優しくしないで
「××〜?」
俺を呼ぶ声がする。
返事をしたいけど、したくない。俺がここにいるって知られたくない。公園の遊具の中に隠れているダサい姿を見られたくない。
分かっている。こんなところにいないで、さっさと家に帰った方がいいって。雨も降り出してきた。小雨のうちに帰った方が被害が少ない。

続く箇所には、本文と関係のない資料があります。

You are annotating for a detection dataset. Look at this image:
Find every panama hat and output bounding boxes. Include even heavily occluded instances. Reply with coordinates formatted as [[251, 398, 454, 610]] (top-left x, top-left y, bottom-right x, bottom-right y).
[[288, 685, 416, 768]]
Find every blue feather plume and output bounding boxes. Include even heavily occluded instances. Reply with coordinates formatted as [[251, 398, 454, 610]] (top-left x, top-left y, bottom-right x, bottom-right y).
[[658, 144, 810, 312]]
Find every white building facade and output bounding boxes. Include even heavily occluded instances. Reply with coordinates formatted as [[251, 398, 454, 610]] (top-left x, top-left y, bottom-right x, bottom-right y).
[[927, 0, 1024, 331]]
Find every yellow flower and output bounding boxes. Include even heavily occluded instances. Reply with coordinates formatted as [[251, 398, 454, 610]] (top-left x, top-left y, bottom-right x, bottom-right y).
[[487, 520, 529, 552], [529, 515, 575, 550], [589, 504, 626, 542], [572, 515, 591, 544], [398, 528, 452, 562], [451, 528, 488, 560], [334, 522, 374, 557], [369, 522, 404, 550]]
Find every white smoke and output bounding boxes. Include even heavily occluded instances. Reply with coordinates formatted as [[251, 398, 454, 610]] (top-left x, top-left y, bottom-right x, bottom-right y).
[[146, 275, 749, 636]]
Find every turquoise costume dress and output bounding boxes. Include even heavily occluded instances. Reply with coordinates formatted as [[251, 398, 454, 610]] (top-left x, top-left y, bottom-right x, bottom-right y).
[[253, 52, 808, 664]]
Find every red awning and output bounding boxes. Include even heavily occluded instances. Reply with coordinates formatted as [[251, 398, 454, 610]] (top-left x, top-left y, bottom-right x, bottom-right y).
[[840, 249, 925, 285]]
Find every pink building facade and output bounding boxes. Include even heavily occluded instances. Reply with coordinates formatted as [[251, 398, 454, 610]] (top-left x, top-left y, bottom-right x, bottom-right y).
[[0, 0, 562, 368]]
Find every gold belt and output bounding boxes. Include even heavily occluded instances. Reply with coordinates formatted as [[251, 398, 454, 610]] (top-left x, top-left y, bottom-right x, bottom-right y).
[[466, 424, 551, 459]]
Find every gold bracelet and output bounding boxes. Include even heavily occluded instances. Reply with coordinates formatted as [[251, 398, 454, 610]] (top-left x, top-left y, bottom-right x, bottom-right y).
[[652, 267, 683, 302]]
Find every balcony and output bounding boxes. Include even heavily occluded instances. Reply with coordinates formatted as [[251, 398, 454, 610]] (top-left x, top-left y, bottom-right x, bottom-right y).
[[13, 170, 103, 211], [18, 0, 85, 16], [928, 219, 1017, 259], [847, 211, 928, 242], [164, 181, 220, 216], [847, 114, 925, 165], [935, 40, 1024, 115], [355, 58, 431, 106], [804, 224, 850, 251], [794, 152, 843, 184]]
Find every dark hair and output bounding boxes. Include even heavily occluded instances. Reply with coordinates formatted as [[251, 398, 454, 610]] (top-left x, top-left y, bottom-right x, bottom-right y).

そう思っているうちにだんだんと雨粒は大きくなってきて、結局俺はここから動けなくなった。
いつもそうだ。
分かっているのに動けない。足が固まる。今回だってあんな最低なヤツ、とっとと別れた方がいいと思っていた。周りにもそう言われていたのに、ずるずると関係を続けてしまった。
その結果、他に本命が出来たからと捨てられた。
「あー、もうほら、帰ろうよ」
だというのに、コイツは何で俺を迎えにくるんだ。お前は関係ないのに。いつもそうだ。俺の愚痴を延々と聞いて、最後に「それでも好きなんでしょ?」と笑うのだ。
そうだよ、好きだよ。好きだから別れたくなかったんだよ。
「雨、強くなるよ」
周りがどれだけアイツのことを否定してきても、コイツだけは何も言わなかった。アイツのことを肯定することもなかったけど。
「帰る……」
「ん。立てる?」
差し出された手を掴む。
優しくすんなよ。好きになるだろ。
なんつって。
幼馴染のコイツだけは絶対ない。
「××?」
「なんでもねぇよ。あーあ、酒飲みてぇ」
「いいじゃん、飲も飲も!」
するりと組まれた腕は振り解かない。いつものことだからな。